Nothing to see here as the real question all along has always been if the President is ok with the trade overhang soiling his ticket into an election year. So, at will, the President could send equity bulls cheering and gold investors crying into the weekend if he compromises.
But as usual, when it comes to Whitehouse communication skills, they are seldom without a high level of chaos and confusion. But none the less the markets seems to be running with the fact that something has been agreed that features some form of a rollback in tariffs.
Its still risk on but just a bit dimmer
Gold Markets
Gold is struggling although finding some support from profit-taking and possible weekend hedges and as US bond yields come off their overnight highs in Asia. However, trade talk optimism remains solid, although things are a bit muddled as it's not yet clear if President Trump has agreed to the rollback in tariffs.
But we have been down this road before and its the second time the gold market corrects to this $1460 area since the year's highs, the first attempt happening in early October. But this time around the market is less interested in buying the dip. These could be the possible reasons for the lack of bounce.
Most Asian gold traders are debating whether to wait for the US session and a possible flurry of bearish for gold comments on trade talks or cut and head out to the pub.
(for me that would be for a diet coke as I'm honouring my year-long commitment to fitness hahaha)
But rest assured, at some point between now and the NY close, in the absence of a bullish trade headline, prices could be nudged higher on short-covering and profit-taking into the weekend.
But the real temptress to hang short is the significant pain trade waiting on the other side of $1460 level, which was a critical multi-year high technical pivot point on the move higher back in August.

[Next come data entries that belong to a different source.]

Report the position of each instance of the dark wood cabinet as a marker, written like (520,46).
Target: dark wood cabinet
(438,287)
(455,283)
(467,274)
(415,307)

ETF's and the 6 million ounces bought since August are mostly in at much higher level, and these positions could be the first to buckle on the breach. In the meantime, look for the new $ 1460-$1480 wickets to remain upright.
Oil markets
It's been dead in Asia as traders, for the most part, remained sidelined waiting for the next trade headline. In the meantime look for oil markets to follow the general trade talk mood music and overall risk sentiment.
Asia Markets
China's Oct exports and imports contracted less than the market expected, which provides some relief, although still in contraction, as China tries to reach a Phase-One trade deal with the US. But the print failed to get much of a rise as the real toxic sludge to gets releasee on Saturday when China CPI is expected to print over 3 % which should keep PBoC policy tethered to an anchor.

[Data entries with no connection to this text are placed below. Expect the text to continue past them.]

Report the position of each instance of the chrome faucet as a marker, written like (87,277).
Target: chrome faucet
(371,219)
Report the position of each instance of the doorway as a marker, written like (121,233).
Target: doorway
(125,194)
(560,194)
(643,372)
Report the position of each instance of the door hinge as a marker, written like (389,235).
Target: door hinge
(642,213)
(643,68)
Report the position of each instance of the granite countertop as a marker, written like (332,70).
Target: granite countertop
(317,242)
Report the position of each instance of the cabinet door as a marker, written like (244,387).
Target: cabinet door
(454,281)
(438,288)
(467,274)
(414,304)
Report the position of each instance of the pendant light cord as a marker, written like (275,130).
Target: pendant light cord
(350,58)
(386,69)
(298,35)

Malaysia's central bank says the statutory reserve requirement ratio will be lowered to 3.00% from 3.50%, effective Nov. 16. The move is aimed at maintaining enough liquidity in the financial system (Reuters)
Currency markets
Yuan
The USD/CNY fix was in-line with expectations. Spot has consolidated in a 6.9650-9738 range, above the overnight low. But I think today was a good time to take profits despite a brighter direction of travel for the Yuan. The PBoC might not be jumping for joy about the pace of play and could temper all the excitement next week. It would be unusual for them to do so ahead of a significant international policy event, but we've had a fantastic run from 7.15 so time to re-evaluate
USD-ASIA
Profit-taking into the weekend as the AsiaFX rally is gassed and the surging US yields have slightly tarnished the Asia carry.
G-10
The US dollar
The USD buying bias continued today. Mostly in USDAsia and USD CNH as weekend profit-taking set in. And in G10 it was vs EUR and AUD.

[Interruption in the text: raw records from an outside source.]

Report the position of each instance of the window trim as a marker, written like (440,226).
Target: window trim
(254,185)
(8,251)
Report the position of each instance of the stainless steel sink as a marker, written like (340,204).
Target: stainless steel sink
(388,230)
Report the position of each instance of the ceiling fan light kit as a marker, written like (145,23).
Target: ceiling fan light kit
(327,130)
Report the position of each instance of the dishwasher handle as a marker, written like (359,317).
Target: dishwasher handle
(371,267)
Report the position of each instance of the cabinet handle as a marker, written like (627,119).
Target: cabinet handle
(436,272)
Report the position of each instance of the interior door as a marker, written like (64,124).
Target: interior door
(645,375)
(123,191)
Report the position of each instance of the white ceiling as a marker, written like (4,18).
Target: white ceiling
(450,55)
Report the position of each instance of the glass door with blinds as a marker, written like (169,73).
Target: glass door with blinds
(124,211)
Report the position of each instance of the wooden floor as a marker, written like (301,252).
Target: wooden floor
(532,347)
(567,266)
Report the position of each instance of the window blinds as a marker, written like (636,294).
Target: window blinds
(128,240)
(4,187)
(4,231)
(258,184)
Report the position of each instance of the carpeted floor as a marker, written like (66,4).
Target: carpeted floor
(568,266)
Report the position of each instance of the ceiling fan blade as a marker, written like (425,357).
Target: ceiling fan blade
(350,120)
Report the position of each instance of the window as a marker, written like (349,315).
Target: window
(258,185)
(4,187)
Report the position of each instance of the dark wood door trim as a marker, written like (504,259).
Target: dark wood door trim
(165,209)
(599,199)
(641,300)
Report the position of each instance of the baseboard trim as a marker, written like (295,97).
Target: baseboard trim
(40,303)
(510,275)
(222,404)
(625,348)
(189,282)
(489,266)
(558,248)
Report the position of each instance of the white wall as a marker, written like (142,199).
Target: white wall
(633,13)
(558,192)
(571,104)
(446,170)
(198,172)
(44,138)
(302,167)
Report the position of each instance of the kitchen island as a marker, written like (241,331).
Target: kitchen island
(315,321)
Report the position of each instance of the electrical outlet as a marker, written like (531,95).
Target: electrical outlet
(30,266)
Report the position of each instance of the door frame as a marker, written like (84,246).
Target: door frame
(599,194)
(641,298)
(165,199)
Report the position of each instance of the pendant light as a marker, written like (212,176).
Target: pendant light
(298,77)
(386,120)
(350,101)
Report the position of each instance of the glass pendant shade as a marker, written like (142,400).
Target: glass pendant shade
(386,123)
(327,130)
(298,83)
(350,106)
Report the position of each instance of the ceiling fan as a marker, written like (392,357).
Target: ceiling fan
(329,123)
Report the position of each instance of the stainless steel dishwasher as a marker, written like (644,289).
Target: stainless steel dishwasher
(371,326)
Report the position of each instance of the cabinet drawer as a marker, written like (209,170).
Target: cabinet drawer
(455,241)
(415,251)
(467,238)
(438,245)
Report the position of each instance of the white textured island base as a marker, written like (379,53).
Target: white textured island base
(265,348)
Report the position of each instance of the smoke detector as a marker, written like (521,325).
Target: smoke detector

The SoMP was dovish and weighed on the Aussie while the EU commissions grim read of the EU economy has shied Asia investor from the Euro. Despite the risk-on mood, it seems higher US yields will naturally generate some bid for the dollar.
The Yen
But with very low vols its tough even for the G-10 pros to find a directional bias outside of USD/JPY which remains the primary beneficiary of higher US bond yields and frothy risk on the momentum.
The Pound
Cable dropped on the 7-2 split vote from the Bank of England and dovish statement. But with the market skew towards a bullish Brexit outcome, position in sterling is very much to the top side. Under normal circumstance an unexpected central bank dovish pivot could trigger a sell-off in the 2-3 % magnitude, even more so whit some participants thinking rate hike post-Brexit. So, with cable precariously perched just above 1.2800, it appears to be on less than stable footings even more so when you factor in the bullish Brexit position and the potential for a long squeeze to unfold. For now, expect a little more consolidation until there is a daily close below 1.2780/90, which would be a significantly bearish development.